Iglesia de Jesucristo ''Zarza de Horeb''

Iglesia de Jesucristo ''Zarza de Horeb'' El que gana almas para Cristo; es sabio.

17/05/2026
15/05/2026

Sí Cristo es la vida, todo lo que está fuera de Él, esta mu**to. Si Cristo es el camino, todo el que está fuera de Él, esta perdido. Si Cristo es la verdad, todo el que está fuera de Él, esta viviendo una mentira.

Cristo es la vida porque solo en Él hay regeneración. (Juan 5:24).

Cristo es el camino porque no hay otro Mediador entre Dios y los hombres. (1 Timoteo 2:5)

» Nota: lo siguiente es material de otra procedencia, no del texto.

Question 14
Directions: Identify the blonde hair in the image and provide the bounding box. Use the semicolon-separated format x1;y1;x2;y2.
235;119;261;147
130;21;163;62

Cristo es la verdad porque toda verdad salvadora está revelada en Él. (Juan 1:14,17)
Fuera de Cristo, el hombre:
Está mu**to (Efesios 2:1).
Esta perdido (Lucas 19:10).
Y vive en engaño (Romanos 1:25).

Este mensaje no solo informa, sino que confronta.
No hay una “zona neutral". Así llamase asociacion, religión, secta o nación. El mensaje sigue siendo el mismo, o estas en Cristo, o estas fuera de Él. Y estar estar en Cristo no es un logro humano, sino una obra soberana de la gracia de Dios. (Efesios 2:8-9).

Por eso el llamado es claro:
Arrepentirse y creer en Cristo, confiando únicamente en Él para vida, dirección y verdad.

07/05/2026

Capítulo 1 del Evangelio de Juan.

Las palabras de introducción: En el principio era el Verbo, y el Verbo era con Dios (1) Nos recuerda a Génesis 1:1.
Antes de que existiera el tiempo, antes de que el universo respirara por primera vez, antes de que todo comenzará a ser... Ya había una voz. No era un sonido cualquiera. Era alguien, ese alguien siempre fue Dios.

El capítulo 1 de Juan abre de una manera distinta a los otros relatos.
No comienza con un pesebre ni con Genealogías. Comienza en la eternidad: “En el principio era el Verbo, y el Verbo era con Dios, y el Verbo era Dios". (Juan 1:1) Aquí no hay espacio para ver a Jesús como solo un maestro o profeta. Juan lo presenta eterno, sin inicio, sin origen, Él no fue creado; Él es.

Ese Verbo (La palabra) no es una idea abstracta, es una escencia viva. Esta con Dios, y al mismo tiempo es Dios. Hay cercanía y hay unidad. Juan nos lleva a contemplar algo muy profundo: Dios no es solitario, hay comunión en Él mismo.

Luego, el texto avanza y nos muestra que todo lo que existe fue hecho por medio de Él (Juan 1:3) nada se escapa. Desde la estrella más lejana hasta el detalle mas pequeño de la vida humana. Esto cambia nuestra perspectiva. Jesús no entra en la historia como alguien ajeno; Él es el autor de toda la creación.

Después, Juan introduce dos palabras claves: Vida y Luz. “En el estaba la vida, y la vida era la luz de los hombres" (Juan 1:14). La vida no es algo que Jesús da como si fuera algo externo a Él. La vida está en Él. Y esa vida ilumina. La luz revela lo que está oculto, la Luz muestra la verdad de Todo. Juan 1:5 dice: “La luz en las tinieblas resplandece, y las tinieblas no prevalecieron contra ella”. Hay una resistencia real. El mundo no responde naturalmente a la luz porque el mundo está cubierto (gobernado) de oscuridad.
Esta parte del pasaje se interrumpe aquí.